On his mind for 2011
  • PHP 5.4
  • Continuous integration
  • Node.JS and PHP
  • Libevent
  • ZeroQM: message queuing
  • Gearman worker management in PHP-FPM: offloading jobs to other processes to run in background
  • Getting a "real" job :)
  • Rewriting 10 year old presentation system
  • He also helps startups get going well on PHP
Technologies serving tech (what he sees in the field)
  • MongoDB, MySQL, Couchdb
  • Redis, Gearman, Memcache, ZeroMQ
  • Mod_PHP APC, PHP-FPM APC 
  • Apache, nginx
  • Linux
  • Recommends nginx and PHP-FPM
  • Sees a lot out there: nginx for load balancing frontend, Apache for web server
Performance
  • Doesn't matter which web server you choose
  • Latency and throughput both roughly stable
  • Other stuff you do in generating dynamic data much more important
  • Set error reporting to -1
  • Use strace, look for ENOENT (should never happen)
  • Look at stat cache to see if fills up
  • Use a profiler, callgrind, xdebug
  • Use "Inclued" tool to see a picture of include files
  • Use Hiphop-PHP to do static analysis (Facebook's compiler for PHP to compile to c++ through g++). Can tell Hiphop just to analyze through --analyze flag to find undeclared variables and dead code.

Recommendations
  • Put static assets on different domain/subdomain for CDN
  • Keep cookies short and remember MTU size (max transmission unit for 1420-1500 bytes on TCP) for mobile.

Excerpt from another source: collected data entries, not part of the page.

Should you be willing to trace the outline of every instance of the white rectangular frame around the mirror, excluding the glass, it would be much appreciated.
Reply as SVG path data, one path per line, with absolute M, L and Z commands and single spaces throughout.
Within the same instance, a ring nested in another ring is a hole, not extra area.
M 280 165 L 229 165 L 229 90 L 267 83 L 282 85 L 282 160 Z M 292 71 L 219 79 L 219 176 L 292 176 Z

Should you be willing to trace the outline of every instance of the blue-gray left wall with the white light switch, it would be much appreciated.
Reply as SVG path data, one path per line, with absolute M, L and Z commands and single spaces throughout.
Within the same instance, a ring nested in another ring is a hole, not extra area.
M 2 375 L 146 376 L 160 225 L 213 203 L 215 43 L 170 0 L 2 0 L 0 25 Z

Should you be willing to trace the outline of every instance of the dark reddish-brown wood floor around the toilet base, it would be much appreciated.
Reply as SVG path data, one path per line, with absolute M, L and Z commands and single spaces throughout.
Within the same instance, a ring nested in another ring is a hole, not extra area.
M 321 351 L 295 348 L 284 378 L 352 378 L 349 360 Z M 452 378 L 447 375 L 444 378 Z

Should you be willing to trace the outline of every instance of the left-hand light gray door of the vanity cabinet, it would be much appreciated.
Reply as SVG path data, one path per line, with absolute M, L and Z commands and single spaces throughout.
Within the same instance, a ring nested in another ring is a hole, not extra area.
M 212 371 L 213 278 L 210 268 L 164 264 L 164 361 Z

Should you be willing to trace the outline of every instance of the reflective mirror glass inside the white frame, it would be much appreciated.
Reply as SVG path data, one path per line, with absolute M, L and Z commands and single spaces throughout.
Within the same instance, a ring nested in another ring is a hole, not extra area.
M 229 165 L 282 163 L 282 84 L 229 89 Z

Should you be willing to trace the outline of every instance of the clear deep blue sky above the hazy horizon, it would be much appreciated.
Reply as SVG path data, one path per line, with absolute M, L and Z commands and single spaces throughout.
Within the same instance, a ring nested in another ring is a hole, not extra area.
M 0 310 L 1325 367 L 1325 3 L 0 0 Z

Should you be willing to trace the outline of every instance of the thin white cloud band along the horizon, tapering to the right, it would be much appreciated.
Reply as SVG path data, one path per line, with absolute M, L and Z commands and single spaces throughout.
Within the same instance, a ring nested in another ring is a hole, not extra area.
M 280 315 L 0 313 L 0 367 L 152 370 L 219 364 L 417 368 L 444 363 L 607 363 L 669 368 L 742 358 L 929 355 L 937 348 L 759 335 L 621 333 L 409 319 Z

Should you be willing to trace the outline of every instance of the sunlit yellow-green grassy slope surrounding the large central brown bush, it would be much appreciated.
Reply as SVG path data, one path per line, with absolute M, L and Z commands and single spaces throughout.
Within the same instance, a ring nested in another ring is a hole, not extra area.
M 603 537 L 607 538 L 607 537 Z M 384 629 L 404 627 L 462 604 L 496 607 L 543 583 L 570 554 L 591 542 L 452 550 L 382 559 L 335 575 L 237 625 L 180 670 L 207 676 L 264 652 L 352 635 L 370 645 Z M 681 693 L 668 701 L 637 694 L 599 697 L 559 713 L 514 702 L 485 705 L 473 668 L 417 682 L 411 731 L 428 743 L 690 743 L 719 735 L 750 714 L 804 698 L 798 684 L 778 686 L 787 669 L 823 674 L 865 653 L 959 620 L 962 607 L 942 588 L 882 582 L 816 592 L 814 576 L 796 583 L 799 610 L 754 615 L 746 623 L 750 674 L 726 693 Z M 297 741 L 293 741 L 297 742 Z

Includes all headers, so after headers maybe 600 bytes left.
  • Don't overload web servers; don't set max serving to 200 (he never goes above 50-60 servers running no matter how beefy of machines; better to just add another machine)
  • Use out of band processing: Gearman or custom via ZeroMQ (he prefers Gearman)
  • Don't move relational data out of relational database
  • Do move huge non-relational tables out of relational DB
  • Be very careful about foreign keys. Avoid if possible. Can create deadlocks easily.
  • Think hard about ORM, caching strategy
  • Get on PHP 5.3
  • Tie cookies to www domain
  • Use other domain for all static content (helps w/ CDN)
PHP 5.3 features
  • Better stack
  • Constants in read-only memory
  • Better exception handling
  • Performance improvements
  • MD5 faster
  • 5-15% overall faster
  • Added closures, namespaces, late static binding, garbage collector, nowdoc, restricted goto, ternary shortcut, __dir__, __callstatic, dynamic static calls, improved date extension, date create from format, better date error reporting, spl, FPM, OpenSSL improvements
  • His secret: he likes to turn off the garbage collector because he's 1337 and still programs in vi
PHP 5.4 performance improvements
  • FastCGI request handling, better memory handling, startup/shutdown, repeated run-time function binding, string constants, access to global constants, access to static properties, empty hashes, @ operator, unserialize(), removed features, traits, short array syntax, function array dereferencing, binary notation, improved errors, json improvements
2 Comments
Danilo Stern-Sapad link
8/6/2011 07:21:03 am

With notes like this why did I even bother going? =P

Reply
Max
8/6/2011 08:30:13 am

Thx :)

I honestly went just to see what kind of dude Rasmus was. It was fun to see.